I Malatesta, capitani
dell’esercito pontificio
Nel 1355 papa Innocenzo VI dietro giuramento di fedeltà e versamento di un canone di 6.000 fiorini annui, concesse a Malatesta III (detto Guastafamiglia) e al fratello Galeotto I la funzione di rappresentanti del governo del pontefice su Rimini, Pesaro, Fossombrone, Fano e i rispettivi territori rurali; concessione di durata annuale ma rinnovabile; a questa si aggiunsero le nomine a capitani dell’esercito pontificio, gonfalonieri della Chiesa e senatori di Roma, ottenute da Galeotto I e dal nipote Malatesta Ungaro.

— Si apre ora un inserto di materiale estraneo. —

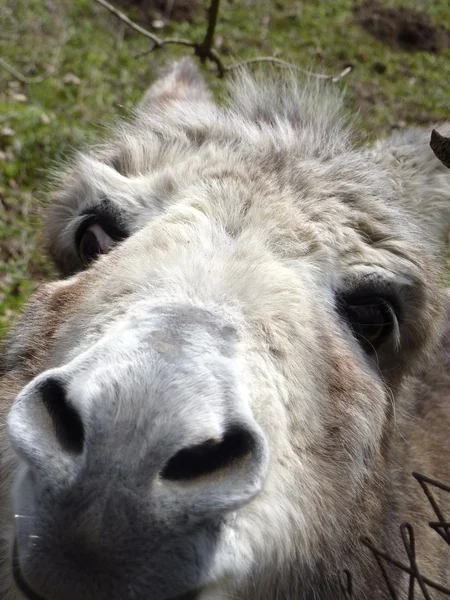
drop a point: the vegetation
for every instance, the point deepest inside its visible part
(69, 69)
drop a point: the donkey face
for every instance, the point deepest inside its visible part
(207, 406)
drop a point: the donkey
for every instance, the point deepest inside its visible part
(245, 358)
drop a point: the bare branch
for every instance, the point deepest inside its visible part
(285, 65)
(441, 147)
(158, 42)
(205, 50)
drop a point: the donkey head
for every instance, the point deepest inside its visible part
(205, 405)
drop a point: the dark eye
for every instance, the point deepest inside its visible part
(372, 319)
(92, 241)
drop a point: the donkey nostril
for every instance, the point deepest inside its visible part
(66, 422)
(211, 456)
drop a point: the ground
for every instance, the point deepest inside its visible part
(82, 68)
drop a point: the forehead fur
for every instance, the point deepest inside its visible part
(277, 140)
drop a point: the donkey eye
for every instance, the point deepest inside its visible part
(372, 319)
(93, 241)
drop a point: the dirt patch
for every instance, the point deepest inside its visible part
(147, 12)
(402, 28)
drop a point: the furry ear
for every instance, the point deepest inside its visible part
(180, 81)
(424, 180)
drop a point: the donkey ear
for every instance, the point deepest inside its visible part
(180, 81)
(425, 182)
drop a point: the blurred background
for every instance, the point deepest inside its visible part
(70, 68)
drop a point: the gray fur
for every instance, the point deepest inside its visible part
(218, 313)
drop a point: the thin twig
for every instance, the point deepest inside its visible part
(205, 51)
(158, 42)
(286, 65)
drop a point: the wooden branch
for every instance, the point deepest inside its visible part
(286, 65)
(441, 147)
(158, 42)
(205, 51)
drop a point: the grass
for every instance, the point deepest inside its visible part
(97, 73)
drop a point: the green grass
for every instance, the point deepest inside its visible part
(100, 73)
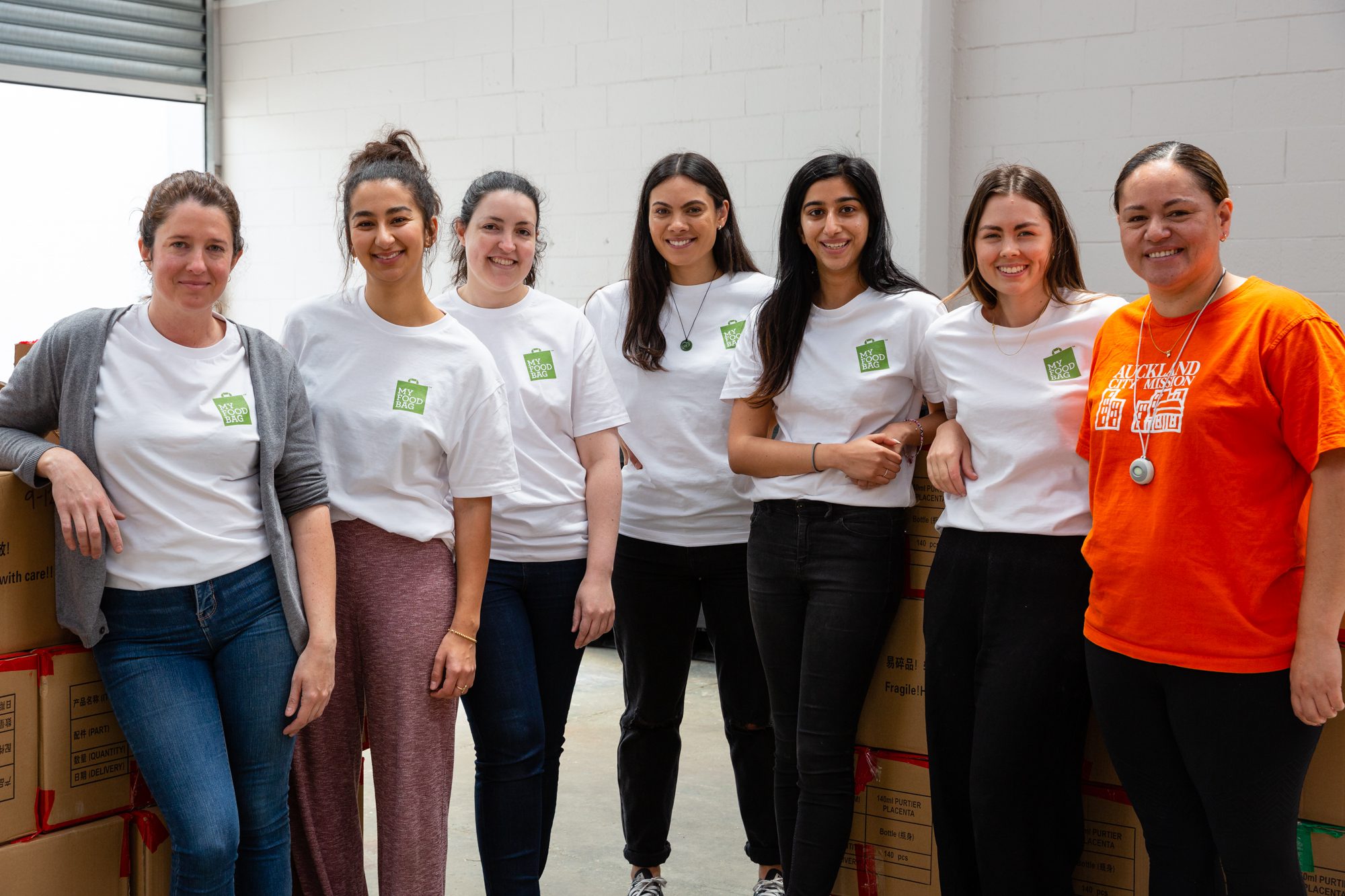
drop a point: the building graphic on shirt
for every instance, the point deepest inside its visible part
(540, 365)
(233, 409)
(1160, 411)
(874, 356)
(732, 331)
(411, 396)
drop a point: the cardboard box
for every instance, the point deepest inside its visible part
(85, 766)
(18, 745)
(1321, 857)
(77, 861)
(151, 854)
(28, 568)
(1098, 767)
(894, 710)
(1324, 790)
(922, 537)
(1114, 861)
(891, 849)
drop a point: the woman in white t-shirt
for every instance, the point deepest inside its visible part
(669, 333)
(549, 583)
(831, 358)
(1007, 692)
(414, 428)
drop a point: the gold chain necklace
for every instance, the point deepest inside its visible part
(1011, 354)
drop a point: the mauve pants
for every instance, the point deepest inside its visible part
(395, 602)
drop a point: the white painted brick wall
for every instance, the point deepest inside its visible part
(583, 96)
(1075, 89)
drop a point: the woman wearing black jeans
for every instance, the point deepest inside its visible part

I Malatesta entravano così più strettamente nell’orbita della stato pontificio. Che il papa, però, continuasse a vigilare sulle loro aspirazioni egemoniche, lo si ricava dalla Descrizione della Romagna realizzata nel 1371, dal cardinale Anglico de Grimonard. In essa compaiono dipendenti direttamente dal papa il borgo di Cattolica e il vicariato di Santarcangelo. Evidentemente per contenere le mire espansionistiche dei Malatesta verso il Pesarese da una parte e verso il Cesenate dall’altra. Il che non impedì a Galeotto I di assumere il dominio su Cesena e di conquistare il porto di Cesenatico, come prima tappa verso il successivo controllo delle saline di Cervia…
Una famiglia
fra fede e potere
Se la politica dei Malatesta nei confronti del papato di Avignone fu oscillante tra lealtà e ribellione, all’interno della città fu invece molto accorta e cercò di coinvolgere il clero secolare nelle sue più alte cariche e gli Ordini mendicanti, con una predilezione particolare per l’ordine dei francescani: Malatesta da Verucchio, nel testamento redatto nel 1311 (nel quale risultano testimoni il vescovo e il preposto dei canonici) lascia cospicue donazioni a tutte le chiese e ai luoghi pii della città e quanto basta per sostenere le spese necessarie per organizzare a Rimini i capitoli degli Agostiniani, dei Domenicani e dei Francescani. Esprime inoltre la volontà di essere sepolto col solo saio francescano, eleggendo la chiesa di San Francesco come luogo di sepoltura. Esempio che verrà seguito anche da altri suoi successori. Le ragioni politiche saranno state sicuramente preminenti, ma almeno per alcuni si trattava di una fede partecipata, come per Malatesta Ungaro (1327-1372), di cui sappiamo che, dopo la fine tragica di una relazione amorosa, compì un pellegrinaggio di espiazione alla grotta situata in Inghilterra e nota come il “Purgatorio di san Patrizio”; o come Galeotto Roberto (1411-1432) che fu terziario francescano e nella sua breve vita fu un esempio tanto limpido di carità e di penitenza che, pur senza essere stato canonizzato, venne venerato per secoli come beato.
La vivacità culturale
degli Ordini mendicanti
Non fa meraviglia che gli Ordini mendicanti fossero i più diretti interlocutori dei nuovi signori, perché la loro presenza in città continuava ad essere vivace sia sul piano della pastorale che su quello culturale.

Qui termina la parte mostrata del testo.